Remarque : Cet article est disponible dans une langue uniquement. Auparavant, les bulletins annuels n'étaient pas traduits.

Michel Vaucher, Genf

Mont Blanc, Brenvaflanke, Poire-Route wecken Erinnerungen. Die mächtige italienische Wand des Mont Blanc ruft in uns das grosse Abenteuer von anfangs unseres Jahrhunderts mit allem, was es an Einsatz verlangte, wach. Die ungeheure Wand, welche zum Dach Europas führt, zieht uns in ihren Bann. Die schon bezwungenen Spitzen und die Schwebebahnen können der Brenvaflanke ihre Schönheit und Grossartigkeit nicht nehmen.

1957 hatte ich Gelegenheit, die Major-Route zu begehen. Der nächtliche Aufbruch im Schein unserer Lampen, nach Tagesanbruch die Sonne, welche uns schon hoch oben in der Wand erreichte, die scharfen Schneegrate, die endlosen Gipfelhänge - ich erlebe sie wieder in Gedanken mit Begeisterung, diese für mich ideale Tour; denn sie führte mich zum erstenmal auf den Mont-Blanc-Gipfel.

1966 meisterte Yvette die Sentinelle-Route. Am gleichen Tag stand ich auf dem Matterhorn.
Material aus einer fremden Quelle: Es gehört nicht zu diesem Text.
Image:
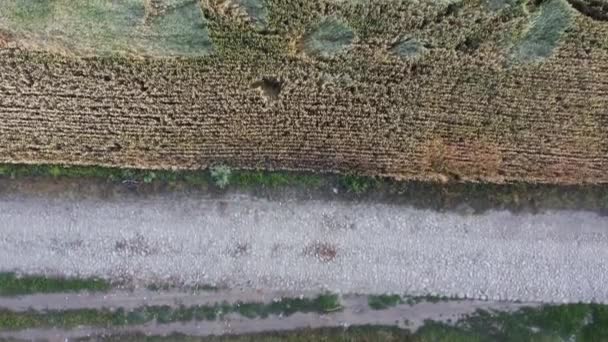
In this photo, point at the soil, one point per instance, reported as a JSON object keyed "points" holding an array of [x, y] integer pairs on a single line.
{"points": [[453, 114]]}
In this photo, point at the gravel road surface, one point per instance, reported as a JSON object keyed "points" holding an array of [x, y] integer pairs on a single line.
{"points": [[345, 247]]}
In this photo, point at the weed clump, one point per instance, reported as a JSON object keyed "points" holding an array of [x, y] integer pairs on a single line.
{"points": [[221, 175], [382, 302], [12, 285], [543, 36]]}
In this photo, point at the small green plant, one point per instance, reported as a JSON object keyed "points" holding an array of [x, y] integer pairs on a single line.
{"points": [[149, 177], [221, 175], [543, 36], [382, 302], [329, 38], [357, 184], [12, 285]]}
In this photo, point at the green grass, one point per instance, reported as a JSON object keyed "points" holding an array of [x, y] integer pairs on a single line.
{"points": [[382, 302], [68, 319], [576, 322], [11, 285], [545, 32], [478, 196]]}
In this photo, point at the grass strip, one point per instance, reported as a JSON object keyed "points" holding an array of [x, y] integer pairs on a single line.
{"points": [[477, 197], [573, 322], [10, 320], [13, 285]]}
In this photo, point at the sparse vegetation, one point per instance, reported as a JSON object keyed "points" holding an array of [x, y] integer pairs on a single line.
{"points": [[10, 320], [382, 302], [13, 285], [375, 119], [329, 38], [478, 196], [544, 33], [221, 175]]}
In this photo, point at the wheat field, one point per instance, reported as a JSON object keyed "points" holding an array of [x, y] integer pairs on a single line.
{"points": [[461, 90]]}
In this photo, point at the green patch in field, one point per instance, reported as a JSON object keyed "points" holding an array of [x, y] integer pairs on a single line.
{"points": [[543, 36], [10, 320], [409, 48], [382, 302], [328, 38], [100, 27], [478, 197], [577, 322], [13, 285]]}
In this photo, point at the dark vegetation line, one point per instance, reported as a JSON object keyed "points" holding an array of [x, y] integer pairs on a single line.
{"points": [[477, 196], [13, 285], [68, 319]]}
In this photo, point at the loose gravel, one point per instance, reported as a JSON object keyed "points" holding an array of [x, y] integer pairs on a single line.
{"points": [[344, 247]]}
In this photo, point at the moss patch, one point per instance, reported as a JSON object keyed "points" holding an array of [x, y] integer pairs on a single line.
{"points": [[99, 27], [10, 320], [12, 285], [328, 38]]}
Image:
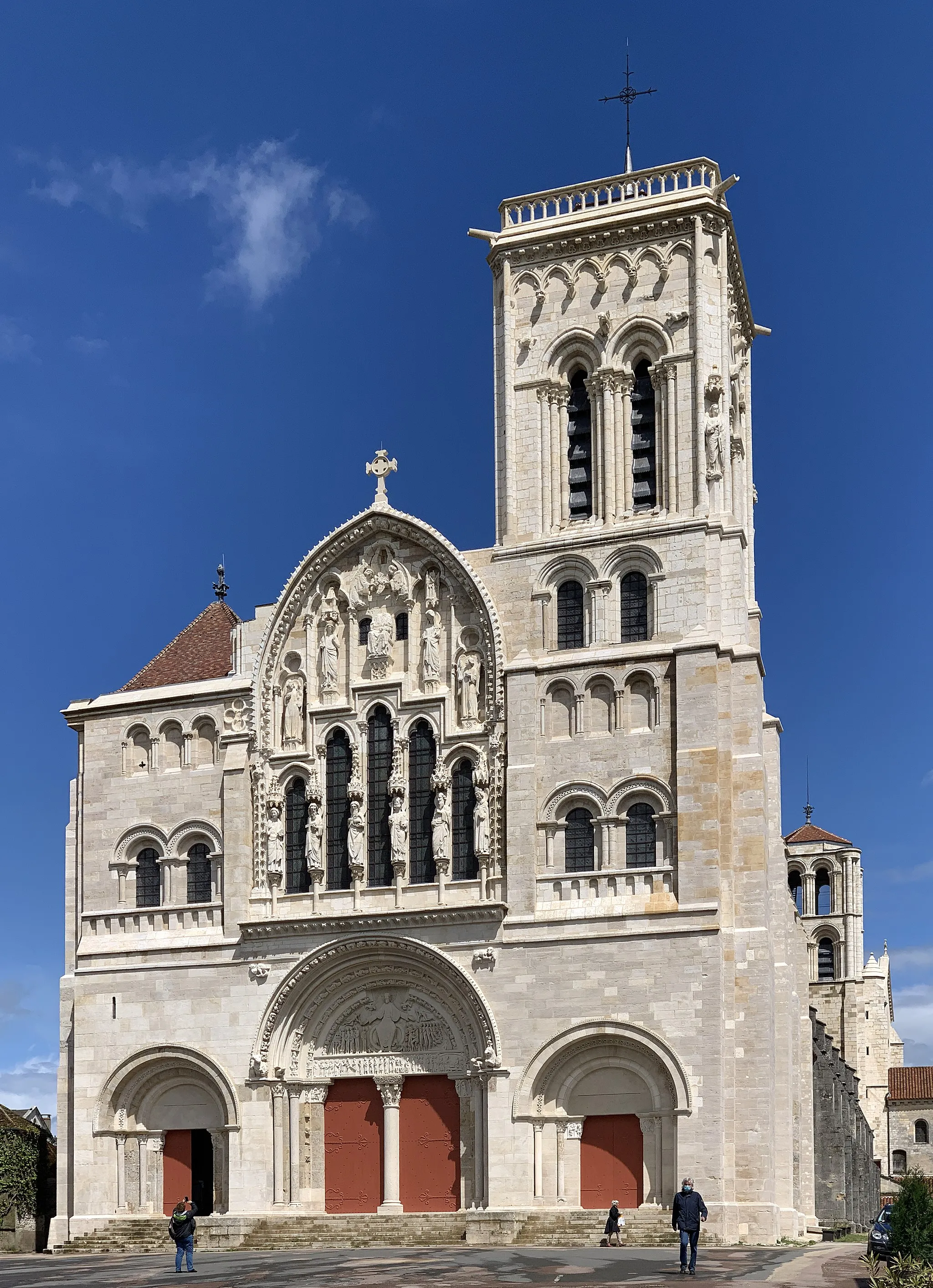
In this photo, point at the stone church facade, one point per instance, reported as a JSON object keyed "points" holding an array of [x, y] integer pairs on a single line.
{"points": [[455, 882]]}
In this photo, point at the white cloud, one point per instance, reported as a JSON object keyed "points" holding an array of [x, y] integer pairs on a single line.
{"points": [[33, 1083], [268, 205], [16, 346], [87, 344]]}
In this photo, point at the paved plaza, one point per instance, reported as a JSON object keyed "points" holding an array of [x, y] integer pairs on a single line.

Beim Blick in den wunderbar klaren Herbsttag begegneten sich unsere Gedanken.

Im Laufe der Sommer werden viele Pläne « grosser Touren » geschmiedet und diese nach und nach verwirklicht. Den Sommeranfang 1969 hatten wir verpasst. Prächtige Tage verflossen, während deren wir auf die Ausführung einer mündlich getroffenen Abmachung warteten, die dann ins Wasser fiel. Endlich, am 15. Juli: Schluss der Untätigkeit! Das Bergfieber packt uns mit Gewalt, wir müssen etwas unternehmen. Wie herrlich ist es, den Sack wieder aufzunehmen, die Schuhe einzulaufen, im Anmarsch zu schwitzen! Unsere Hochtourensaison beginnt. Mein Kamerad oder, besser gesagt, meine immer gegenwärtige Kameradin ist - Yvette! Wir durchqueren die Zentralschweiz, die Dolomiten und das Mont-Blanc-Massiv. Man glaubt zu träumen, wenn man an die von René Mayor, dem Führer aus den Drancetälern, und von Armand Sarasin, dem Führerasprianten, ausgeführten Touren dieser Saison denkt. Am gleichen Tag die drei Routen des Petit Clocher du Portalet; dann der Pilier Bonatti der Drus, die Nordostwand des Badile, die Eigernordwand — das alles in einer einzigen Saison! Es wird bald kein einziges Projekt « grosser Touren » mehr übrigbleiben. Sie werden bald alle « gemacht » sein!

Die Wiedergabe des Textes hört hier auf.